Published by rudy Date posted on March 6, 2017

By Charles Kenny, Mar 6, 2017

While the U.S. remains lukewarm about nuclear power, shutting down plants as much as it is opening new ones, the developing world is rapidly adding capacity. Ten new plants came online in 2016, nine of them in the developing world, supporting the largest addition of nuclear power since 1990. This is good news for people living in developing countries and for the global climate, but to make faster progress with safer designs, it is high time America started investing in next-generation nuclear power.

This year, Russia, China, India, Pakistan, Slovakia, South Korea and the United Arab Emirates will turn on new reactors. The International Atomic Energy Agency suggests nuclear production could grow 60 percent by 2030, powered by growth in Asia and the Middle East. And Russia and China are both taking a considerable share of the global business opportunities involved. In 2015, Kenya signed a deal with China, for example, to construct a nuclear power plant by 2025. The year before that, Russia inked deals to sell 10 power plants to India and as many as eight more to South Africa.

WHILE COSTS FOR SOLAR ARE DROPPING RAPIDLY, THERE ARE LIMITS…

Poor countries need more power, and Planet Earth needs that power to come from low-carbon sources. No country in the world enjoys a high quality of life — a decent income and good health — without consuming a lot of energy. Because of their economic progress, developing countries will account for two-thirds of global energy demand over the next 25 years. Nuclear power will be a healthy addition to the production mix.
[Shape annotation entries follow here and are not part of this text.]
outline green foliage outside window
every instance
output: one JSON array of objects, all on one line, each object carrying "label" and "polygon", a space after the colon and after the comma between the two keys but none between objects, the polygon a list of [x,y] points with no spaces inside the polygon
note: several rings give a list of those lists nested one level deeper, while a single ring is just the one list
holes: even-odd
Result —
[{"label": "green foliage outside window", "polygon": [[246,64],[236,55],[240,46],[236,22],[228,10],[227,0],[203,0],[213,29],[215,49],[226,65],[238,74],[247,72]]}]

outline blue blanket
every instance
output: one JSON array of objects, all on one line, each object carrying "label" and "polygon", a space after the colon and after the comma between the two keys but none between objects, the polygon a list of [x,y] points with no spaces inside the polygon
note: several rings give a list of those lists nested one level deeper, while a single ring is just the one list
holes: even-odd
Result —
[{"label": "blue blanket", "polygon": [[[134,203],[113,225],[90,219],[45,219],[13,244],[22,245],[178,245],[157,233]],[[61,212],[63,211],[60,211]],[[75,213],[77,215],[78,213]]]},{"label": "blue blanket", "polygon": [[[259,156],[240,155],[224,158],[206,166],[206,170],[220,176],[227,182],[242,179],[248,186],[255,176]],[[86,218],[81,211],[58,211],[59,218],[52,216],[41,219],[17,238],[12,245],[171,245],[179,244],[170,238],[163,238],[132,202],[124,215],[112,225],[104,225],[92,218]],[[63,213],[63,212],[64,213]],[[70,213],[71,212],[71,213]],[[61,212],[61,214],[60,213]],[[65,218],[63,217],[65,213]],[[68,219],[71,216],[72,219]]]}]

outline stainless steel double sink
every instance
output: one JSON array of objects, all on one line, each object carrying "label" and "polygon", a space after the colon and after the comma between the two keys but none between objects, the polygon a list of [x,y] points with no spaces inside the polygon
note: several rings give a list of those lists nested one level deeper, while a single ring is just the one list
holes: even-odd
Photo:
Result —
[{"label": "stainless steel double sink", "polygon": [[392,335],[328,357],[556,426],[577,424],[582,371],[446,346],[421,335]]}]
Sure, some countries oppose the proliferation of nuclear power plants, including Germany, where politicians have promised to phase out such reactors by 2022. But deaths from the only two deadly nuclear power accidents, Chernobyl and Fukushima, suggest that global nuclear power generation kills perhaps one person per trillion kilowatt hours of generated electricity. That compares to roughly 100,000 deaths per trillion kilowatt hours from the air pollution caused by coal-fired plants. Power generation from fossil energy, including coal, causes 54,000 U.S. deaths each year alone.

Nuclear power is also a zero-carbon energy source and the only one that’s been scaled to provide the bulk of an industrialized country’s electricity needs, including 80 percent of French production. While costs for solar are dropping rapidly, there are limits to how much an energy network can rely on intermittent power sources that produce less when the sun doesn’t shine. That’s why, for all of the advances in renewable technologies like solar and wind, nearly two-thirds of U.S. zero-carbon energy is still nuclear and why, for all the impressive growth of solar and wind capacity in Germany, electricity production from coal and natural gas production has been climbing there since 2011. It’s also why the Intergovernmental Panel on Climate Change suggests that the cheapest and most effective course to limiting climate change involves nuclear power.
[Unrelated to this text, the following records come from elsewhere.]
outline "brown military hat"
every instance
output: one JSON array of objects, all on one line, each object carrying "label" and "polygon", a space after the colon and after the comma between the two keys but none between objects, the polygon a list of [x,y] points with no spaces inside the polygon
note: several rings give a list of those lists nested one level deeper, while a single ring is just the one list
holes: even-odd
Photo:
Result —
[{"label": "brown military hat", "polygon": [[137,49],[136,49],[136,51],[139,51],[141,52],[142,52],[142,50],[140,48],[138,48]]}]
But for all that the global record suggests nuclear generation is safe, it could still be safer and cheaper and produce less radioactive waste. There are a number of designs in development that reduce the risk of meltdowns and more efficiently burn fuel so there is even less waste. Some of the designs — many of them pioneered in the U.S. — also limit the potential to turn reactor products into weapons. A molten salt reactor was built in the 1960s at Oak Ridge National Laboratory, for example; it uses liquid fuel rather than solid rods, one of a number of features that make it inherently safer and more efficient. But the U.S. didn’t develop the technology further, putting resources behind the pressurized water reactor design instead. These remain the most common nuclear power plants in the U.S. today. The Chinese Academy of Sciences is using lessons learned from Oak Ridge to build its own molten salt reactor to come online in the early 2020s — some 60 years after the U.S. took the lead. This lack of American progress reflects that the U.S. simply doesn’t commit the needed resources to fund new technologies: From 2000 to 2014, the U.S. Department of Energy spent $1.2 billion a year on nuclear energy research — less than 1 percent of total government R&D expenditure.
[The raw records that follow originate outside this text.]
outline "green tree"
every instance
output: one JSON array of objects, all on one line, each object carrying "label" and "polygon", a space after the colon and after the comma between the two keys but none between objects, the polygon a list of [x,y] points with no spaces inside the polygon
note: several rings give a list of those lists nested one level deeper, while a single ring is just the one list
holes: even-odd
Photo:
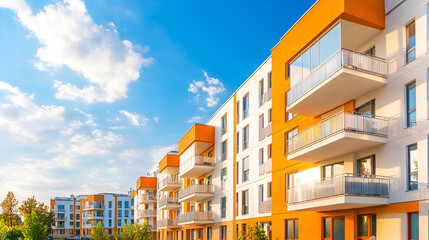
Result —
[{"label": "green tree", "polygon": [[246,232],[238,232],[235,236],[236,240],[268,240],[264,229],[257,223],[252,226],[247,226]]},{"label": "green tree", "polygon": [[25,217],[22,234],[25,240],[43,240],[48,236],[48,231],[37,213],[33,212]]},{"label": "green tree", "polygon": [[94,226],[92,234],[89,236],[90,240],[109,240],[109,234],[104,231],[103,225],[101,222],[98,222],[97,225]]},{"label": "green tree", "polygon": [[48,234],[52,232],[52,223],[55,221],[55,215],[53,212],[49,211],[48,206],[44,203],[38,202],[34,196],[23,201],[19,206],[18,211],[24,218],[35,212],[40,221],[46,226]]},{"label": "green tree", "polygon": [[6,198],[0,204],[2,208],[2,219],[5,220],[5,223],[8,227],[13,227],[19,225],[20,218],[18,216],[18,200],[16,200],[13,192],[8,192]]}]

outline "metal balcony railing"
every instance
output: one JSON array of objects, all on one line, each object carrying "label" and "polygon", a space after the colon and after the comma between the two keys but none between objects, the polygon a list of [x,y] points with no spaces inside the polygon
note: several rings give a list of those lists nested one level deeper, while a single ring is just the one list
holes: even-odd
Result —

For national security, American politicians would doubtlessly prefer reactor technologies that don’t generate large quantities of weapons-ready nuclear material as a byproduct. They would also presumably prefer that developing countries buy nuclear technology from America, not Russia or China. Just imagine the economic gains from having U.S. firms building the next generations of nuclear power plants worldwide. Finally, to tackle climate change, we shouldn’t be waiting more than a half-century to get from new designs to commercial-scale reactors.

All of which suggests that it’s in America’s best interest to push the government to spend more on nuclear power research and development.